L’objectif à moyen et long terme sera d’une part de former un « noyau dur » de chercheurs en anthropologie experts dans les sociétés qu’ils étudient. Ils seront appelés à effectuer des recherches de terrain sur les sociétés du bassin méditerranéen, puis à porter et à transmettre un savoir anthropologique en Tunisie et, au nom du pays, à l’international. D’autre part, et vue la place fondamentale que tient l’anthropologie dans les sciences humaines et sociales, le second objectif sera de proposer des modules transversaux aux autres disciplines qui ciblent l’homme en société.

Le Centre d’anthropologie de la FLSH, aura trois priorités : définir la place de l’anthropologie dans les SHS ; proposer une formation de base sur l’étude des sociétés tant traditionnelles que contemporaines ; développer une méthodologie des études anthropologiques sur les cultures des sociétés du bassin méditerranéen, pour en décrire des lois de fonctionnement.

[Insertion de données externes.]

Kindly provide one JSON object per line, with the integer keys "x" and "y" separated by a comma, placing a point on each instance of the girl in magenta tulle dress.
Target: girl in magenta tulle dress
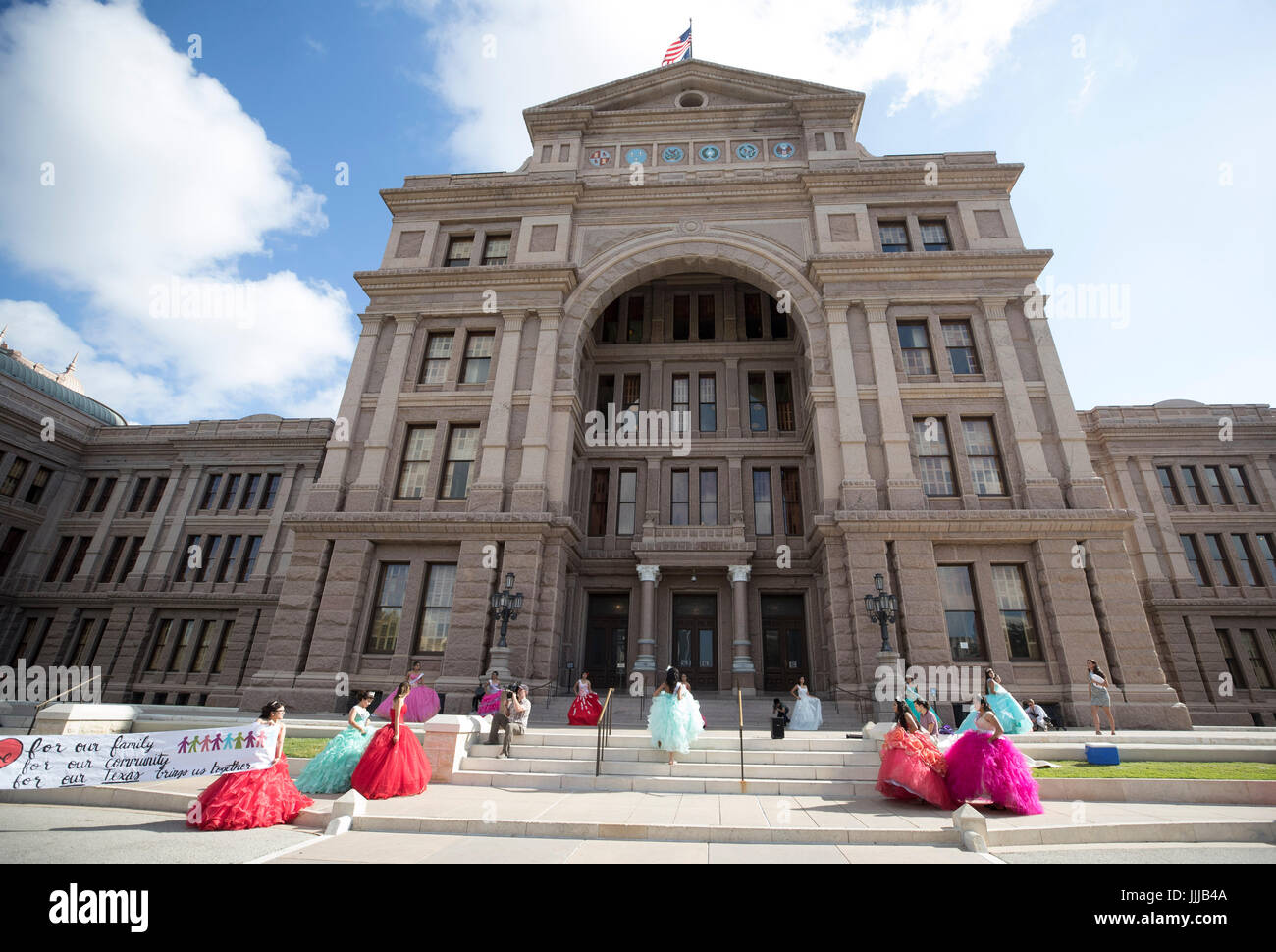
{"x": 913, "y": 766}
{"x": 395, "y": 764}
{"x": 422, "y": 704}
{"x": 260, "y": 798}
{"x": 586, "y": 710}
{"x": 985, "y": 767}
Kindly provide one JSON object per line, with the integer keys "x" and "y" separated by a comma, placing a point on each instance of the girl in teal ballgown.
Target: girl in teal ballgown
{"x": 1008, "y": 711}
{"x": 330, "y": 771}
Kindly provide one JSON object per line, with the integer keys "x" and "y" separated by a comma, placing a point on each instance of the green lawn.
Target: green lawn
{"x": 1164, "y": 769}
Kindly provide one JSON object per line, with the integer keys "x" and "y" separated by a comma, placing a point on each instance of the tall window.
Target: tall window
{"x": 477, "y": 357}
{"x": 599, "y": 502}
{"x": 459, "y": 251}
{"x": 790, "y": 492}
{"x": 758, "y": 402}
{"x": 1017, "y": 624}
{"x": 496, "y": 249}
{"x": 961, "y": 346}
{"x": 462, "y": 451}
{"x": 416, "y": 462}
{"x": 626, "y": 502}
{"x": 1223, "y": 570}
{"x": 709, "y": 497}
{"x": 1194, "y": 555}
{"x": 388, "y": 610}
{"x": 961, "y": 615}
{"x": 985, "y": 464}
{"x": 762, "y": 513}
{"x": 438, "y": 352}
{"x": 679, "y": 494}
{"x": 915, "y": 347}
{"x": 934, "y": 457}
{"x": 785, "y": 419}
{"x": 709, "y": 403}
{"x": 437, "y": 612}
{"x": 1191, "y": 489}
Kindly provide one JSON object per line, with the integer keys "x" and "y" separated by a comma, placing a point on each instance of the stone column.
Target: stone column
{"x": 741, "y": 660}
{"x": 904, "y": 489}
{"x": 647, "y": 576}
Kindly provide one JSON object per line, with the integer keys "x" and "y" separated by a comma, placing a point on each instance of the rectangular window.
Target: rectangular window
{"x": 758, "y": 402}
{"x": 961, "y": 346}
{"x": 915, "y": 348}
{"x": 985, "y": 463}
{"x": 709, "y": 403}
{"x": 961, "y": 615}
{"x": 894, "y": 237}
{"x": 496, "y": 249}
{"x": 1217, "y": 488}
{"x": 1245, "y": 557}
{"x": 416, "y": 462}
{"x": 477, "y": 357}
{"x": 934, "y": 237}
{"x": 1191, "y": 489}
{"x": 462, "y": 451}
{"x": 599, "y": 502}
{"x": 388, "y": 608}
{"x": 1223, "y": 570}
{"x": 790, "y": 493}
{"x": 681, "y": 317}
{"x": 437, "y": 612}
{"x": 459, "y": 251}
{"x": 709, "y": 497}
{"x": 438, "y": 352}
{"x": 17, "y": 470}
{"x": 785, "y": 417}
{"x": 1241, "y": 485}
{"x": 1194, "y": 555}
{"x": 1017, "y": 624}
{"x": 1169, "y": 490}
{"x": 679, "y": 493}
{"x": 36, "y": 490}
{"x": 934, "y": 457}
{"x": 626, "y": 502}
{"x": 762, "y": 514}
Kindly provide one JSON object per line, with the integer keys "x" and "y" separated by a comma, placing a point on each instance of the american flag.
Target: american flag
{"x": 679, "y": 50}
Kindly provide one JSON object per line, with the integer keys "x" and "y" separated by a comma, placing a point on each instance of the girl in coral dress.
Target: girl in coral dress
{"x": 260, "y": 798}
{"x": 422, "y": 704}
{"x": 330, "y": 771}
{"x": 913, "y": 766}
{"x": 395, "y": 764}
{"x": 586, "y": 709}
{"x": 984, "y": 766}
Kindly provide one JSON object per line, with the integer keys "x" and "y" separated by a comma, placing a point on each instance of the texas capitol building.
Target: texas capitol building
{"x": 837, "y": 368}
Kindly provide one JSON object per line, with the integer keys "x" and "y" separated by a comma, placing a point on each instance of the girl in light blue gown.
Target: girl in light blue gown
{"x": 1008, "y": 711}
{"x": 330, "y": 771}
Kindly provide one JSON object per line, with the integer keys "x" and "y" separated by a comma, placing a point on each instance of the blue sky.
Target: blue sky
{"x": 1140, "y": 127}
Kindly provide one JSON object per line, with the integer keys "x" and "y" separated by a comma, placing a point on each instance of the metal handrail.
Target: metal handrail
{"x": 604, "y": 731}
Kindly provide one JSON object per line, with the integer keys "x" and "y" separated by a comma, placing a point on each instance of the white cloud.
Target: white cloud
{"x": 160, "y": 180}
{"x": 939, "y": 50}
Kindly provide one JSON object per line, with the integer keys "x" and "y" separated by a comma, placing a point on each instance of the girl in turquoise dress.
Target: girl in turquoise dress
{"x": 1008, "y": 711}
{"x": 330, "y": 771}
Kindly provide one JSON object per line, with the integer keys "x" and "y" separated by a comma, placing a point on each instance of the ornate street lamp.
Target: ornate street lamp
{"x": 505, "y": 605}
{"x": 881, "y": 608}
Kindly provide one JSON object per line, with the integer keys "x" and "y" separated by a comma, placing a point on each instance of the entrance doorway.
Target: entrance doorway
{"x": 694, "y": 641}
{"x": 783, "y": 642}
{"x": 607, "y": 641}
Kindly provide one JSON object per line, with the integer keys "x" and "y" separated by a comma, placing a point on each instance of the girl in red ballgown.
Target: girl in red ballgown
{"x": 251, "y": 799}
{"x": 586, "y": 710}
{"x": 395, "y": 764}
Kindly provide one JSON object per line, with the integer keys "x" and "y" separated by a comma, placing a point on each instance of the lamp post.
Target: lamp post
{"x": 881, "y": 608}
{"x": 505, "y": 605}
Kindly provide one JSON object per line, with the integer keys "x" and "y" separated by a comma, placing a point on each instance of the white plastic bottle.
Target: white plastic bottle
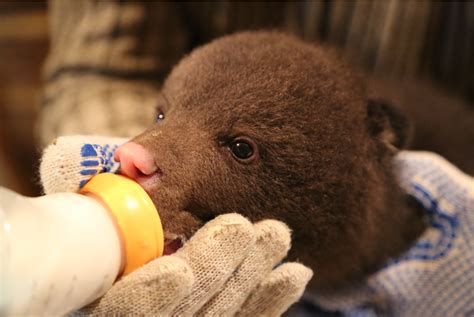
{"x": 60, "y": 252}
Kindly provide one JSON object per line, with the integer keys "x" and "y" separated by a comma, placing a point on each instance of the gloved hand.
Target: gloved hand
{"x": 226, "y": 268}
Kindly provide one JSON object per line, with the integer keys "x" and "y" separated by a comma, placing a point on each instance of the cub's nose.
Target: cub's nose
{"x": 135, "y": 160}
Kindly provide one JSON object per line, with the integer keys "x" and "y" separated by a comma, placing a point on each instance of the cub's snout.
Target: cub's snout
{"x": 137, "y": 163}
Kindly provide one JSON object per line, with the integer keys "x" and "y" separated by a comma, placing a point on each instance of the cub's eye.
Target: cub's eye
{"x": 243, "y": 149}
{"x": 160, "y": 116}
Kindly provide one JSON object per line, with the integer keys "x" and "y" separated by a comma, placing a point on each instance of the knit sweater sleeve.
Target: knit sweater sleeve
{"x": 106, "y": 62}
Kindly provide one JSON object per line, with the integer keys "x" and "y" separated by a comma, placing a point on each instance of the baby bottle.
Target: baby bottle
{"x": 60, "y": 252}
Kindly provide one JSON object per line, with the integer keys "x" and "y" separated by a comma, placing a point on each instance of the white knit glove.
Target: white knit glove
{"x": 69, "y": 162}
{"x": 226, "y": 268}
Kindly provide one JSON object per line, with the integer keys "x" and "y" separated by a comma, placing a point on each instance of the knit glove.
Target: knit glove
{"x": 226, "y": 268}
{"x": 69, "y": 162}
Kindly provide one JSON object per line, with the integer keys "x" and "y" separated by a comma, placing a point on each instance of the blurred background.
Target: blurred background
{"x": 428, "y": 40}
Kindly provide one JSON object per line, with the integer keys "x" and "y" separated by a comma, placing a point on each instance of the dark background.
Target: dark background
{"x": 428, "y": 40}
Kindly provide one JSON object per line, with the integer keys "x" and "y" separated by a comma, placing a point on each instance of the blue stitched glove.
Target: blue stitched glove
{"x": 435, "y": 276}
{"x": 70, "y": 161}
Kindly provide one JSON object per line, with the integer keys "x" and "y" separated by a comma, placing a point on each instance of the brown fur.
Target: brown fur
{"x": 325, "y": 152}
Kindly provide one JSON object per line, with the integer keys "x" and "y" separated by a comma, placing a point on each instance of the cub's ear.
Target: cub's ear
{"x": 388, "y": 123}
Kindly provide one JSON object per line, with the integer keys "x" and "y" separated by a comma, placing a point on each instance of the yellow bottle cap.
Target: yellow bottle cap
{"x": 135, "y": 214}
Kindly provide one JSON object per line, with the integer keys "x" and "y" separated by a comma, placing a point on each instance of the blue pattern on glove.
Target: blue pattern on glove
{"x": 97, "y": 158}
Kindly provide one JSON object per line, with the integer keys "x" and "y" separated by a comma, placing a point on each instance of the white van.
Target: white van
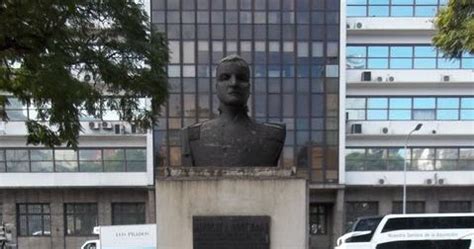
{"x": 414, "y": 231}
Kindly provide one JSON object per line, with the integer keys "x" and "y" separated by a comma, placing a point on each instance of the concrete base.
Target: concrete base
{"x": 271, "y": 192}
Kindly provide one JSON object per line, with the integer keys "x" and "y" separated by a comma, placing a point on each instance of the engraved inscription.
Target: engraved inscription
{"x": 231, "y": 232}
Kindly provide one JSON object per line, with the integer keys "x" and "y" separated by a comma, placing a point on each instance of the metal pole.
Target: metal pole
{"x": 418, "y": 127}
{"x": 405, "y": 176}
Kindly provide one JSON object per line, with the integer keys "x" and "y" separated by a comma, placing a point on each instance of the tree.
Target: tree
{"x": 64, "y": 56}
{"x": 455, "y": 28}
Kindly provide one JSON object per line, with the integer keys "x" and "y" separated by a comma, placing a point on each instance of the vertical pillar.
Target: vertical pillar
{"x": 150, "y": 207}
{"x": 339, "y": 216}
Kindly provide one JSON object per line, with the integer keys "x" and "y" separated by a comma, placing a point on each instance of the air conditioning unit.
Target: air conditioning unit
{"x": 366, "y": 76}
{"x": 118, "y": 129}
{"x": 94, "y": 125}
{"x": 107, "y": 126}
{"x": 445, "y": 78}
{"x": 356, "y": 129}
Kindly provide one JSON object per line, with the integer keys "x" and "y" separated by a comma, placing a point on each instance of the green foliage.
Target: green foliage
{"x": 455, "y": 28}
{"x": 47, "y": 48}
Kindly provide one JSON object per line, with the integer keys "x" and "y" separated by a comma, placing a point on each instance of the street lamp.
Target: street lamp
{"x": 417, "y": 128}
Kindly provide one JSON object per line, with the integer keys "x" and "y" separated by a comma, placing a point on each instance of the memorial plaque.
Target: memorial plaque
{"x": 231, "y": 232}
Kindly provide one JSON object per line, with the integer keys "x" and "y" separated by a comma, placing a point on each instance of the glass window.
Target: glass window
{"x": 41, "y": 160}
{"x": 318, "y": 219}
{"x": 449, "y": 64}
{"x": 377, "y": 63}
{"x": 17, "y": 160}
{"x": 402, "y": 11}
{"x": 128, "y": 213}
{"x": 412, "y": 207}
{"x": 455, "y": 207}
{"x": 376, "y": 11}
{"x": 425, "y": 51}
{"x": 378, "y": 51}
{"x": 401, "y": 51}
{"x": 355, "y": 159}
{"x": 136, "y": 160}
{"x": 448, "y": 103}
{"x": 424, "y": 103}
{"x": 355, "y": 103}
{"x": 425, "y": 11}
{"x": 356, "y": 210}
{"x": 90, "y": 160}
{"x": 66, "y": 160}
{"x": 81, "y": 218}
{"x": 400, "y": 103}
{"x": 356, "y": 11}
{"x": 377, "y": 103}
{"x": 424, "y": 63}
{"x": 114, "y": 160}
{"x": 34, "y": 219}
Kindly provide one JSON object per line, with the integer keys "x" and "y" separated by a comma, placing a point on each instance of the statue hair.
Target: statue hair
{"x": 233, "y": 58}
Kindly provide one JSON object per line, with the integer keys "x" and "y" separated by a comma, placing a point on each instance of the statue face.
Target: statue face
{"x": 233, "y": 86}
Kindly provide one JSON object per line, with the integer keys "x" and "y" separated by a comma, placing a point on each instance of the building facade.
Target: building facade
{"x": 395, "y": 80}
{"x": 53, "y": 198}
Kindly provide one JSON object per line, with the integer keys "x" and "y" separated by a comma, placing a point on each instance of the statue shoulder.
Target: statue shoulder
{"x": 275, "y": 130}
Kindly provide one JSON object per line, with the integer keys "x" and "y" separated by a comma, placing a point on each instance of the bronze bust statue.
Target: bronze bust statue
{"x": 232, "y": 139}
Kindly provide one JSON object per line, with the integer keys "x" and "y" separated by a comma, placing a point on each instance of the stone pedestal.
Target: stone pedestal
{"x": 184, "y": 193}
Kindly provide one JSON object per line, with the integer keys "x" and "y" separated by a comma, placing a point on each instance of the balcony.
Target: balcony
{"x": 414, "y": 178}
{"x": 90, "y": 128}
{"x": 357, "y": 129}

Il se déclinera tout d’abord sous forme d’une licence fondamentale comprenant des modules optionnels pour d’autres disciplines et dans le cadre d’autres cursus. Il aurait donc un double objectif spécifique et particulièrement innovant :

 

            D’une part former un « noyau dur » de chercheurs en anthropologie experts dans les sociétés qu’ils étudient. Ils seront appelés à effectuer des recherches de terrain sur les sociétés du bassin méditerranéen, puis à porter et à transmettre un savoir anthropologique en Tunisie et, au nom du pays, à l’international. 

            D’autre part proposer des modules transversaux aux autres disciplines qui ciblent l’homme en société. Tout d’abord sur la FLSH. Un module optionnel d’anthropologie serait inclus dans chaque licence : Histoire, Géographie, Lettres arabes, françaises et anglaises. Puis auprès des autres Facultés : Droit, Économie et Gestion, Beaux-arts, Médecine et santé, Écoles d’ingénieurs et technologies.

            Ce double objectif, à la fois fondamental et transversal appliqué, constituera la « niche », le « label » et l’image de marque de cette licence. Tout en suscitant un nouveau profil d’étudiants, il contribuerait à refonder l’enseignement, la réflexion et la recherche dans les disciplines en place. Puis il tracerait des « ponts » entre les institutions tout en affectant positivement la polyvalence de l’Université.